Adapted from a recent online discussion.

Dear Carolyn: I have a very kind friend who has a great deal in common with me, including two preschool-age children. Our older kids are a few months apart in age, as are our toddlers. In repeated conversations lately, though, Friend seems to have a pronounced preference for Older Kid. Friend shares stories that end with "and Younger Kid just ran everywhere. I can't take Younger shopping/out to eat/(other activity)." Or "I'll take Older to X, but I can't take Younger." I can't remember the last time I heard something positive said about Younger.

While every child is different, I do know what it's like to have two kids. I also know toddlers can be maddening. But the exclusion and never hearing a nice thing about Younger make me sad.

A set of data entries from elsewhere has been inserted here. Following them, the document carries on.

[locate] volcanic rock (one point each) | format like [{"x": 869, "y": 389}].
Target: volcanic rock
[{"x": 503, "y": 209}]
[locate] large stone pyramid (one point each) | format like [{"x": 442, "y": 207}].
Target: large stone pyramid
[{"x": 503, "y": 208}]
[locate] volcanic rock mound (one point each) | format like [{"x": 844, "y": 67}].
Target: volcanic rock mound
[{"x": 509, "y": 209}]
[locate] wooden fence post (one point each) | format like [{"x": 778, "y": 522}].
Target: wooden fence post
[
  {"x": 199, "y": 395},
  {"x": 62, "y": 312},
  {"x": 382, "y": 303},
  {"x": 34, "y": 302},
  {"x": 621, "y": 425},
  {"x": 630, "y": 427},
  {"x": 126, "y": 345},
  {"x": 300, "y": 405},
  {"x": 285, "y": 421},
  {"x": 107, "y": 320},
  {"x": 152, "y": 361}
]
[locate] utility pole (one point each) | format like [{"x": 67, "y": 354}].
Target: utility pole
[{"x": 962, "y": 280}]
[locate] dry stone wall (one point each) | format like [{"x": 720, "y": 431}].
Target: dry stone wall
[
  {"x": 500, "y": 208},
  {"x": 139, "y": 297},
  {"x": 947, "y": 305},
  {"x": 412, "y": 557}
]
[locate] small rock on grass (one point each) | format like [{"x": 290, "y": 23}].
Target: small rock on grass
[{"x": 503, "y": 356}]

I don't know what to say to Friend, as this is so at odds with her many great traits. I also can't imagine what it's like for Younger, especially if Younger starts to pick up on the different attitudes.

FRIEND

It sounds as if you haven't actually witnessed any favoritism - so your friend might well be great with Younger, and save the negatives for conversation with a (seemingly sympathetic) fellow parent.

You can still bring this up without overstepping, though, by asking the kind of routine follow-up question friends normally ask. For example, "How does Younger feel about your doing this with Older?" Or even, "Clearly Older is a lot easier than Younger … I worry we'll have phases like this, too. How do you handle the whole issue of not appearing to play favorites?"

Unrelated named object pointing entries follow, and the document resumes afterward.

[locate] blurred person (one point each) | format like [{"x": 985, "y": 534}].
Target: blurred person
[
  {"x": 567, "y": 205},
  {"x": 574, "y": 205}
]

In other words, treat it as something she surely has already thought about and resolved, versus a crime against Younger that only you've been sharp enough to spot. That will make you a safe place for her to talk about this, and there aren't many of those; judgment stalks all parents, especially the parents of high-energy, run-everywhere kids.

If you draw her out on the topic of unfairness, it follows that she'll be more aware of her own choices and more likely to address them.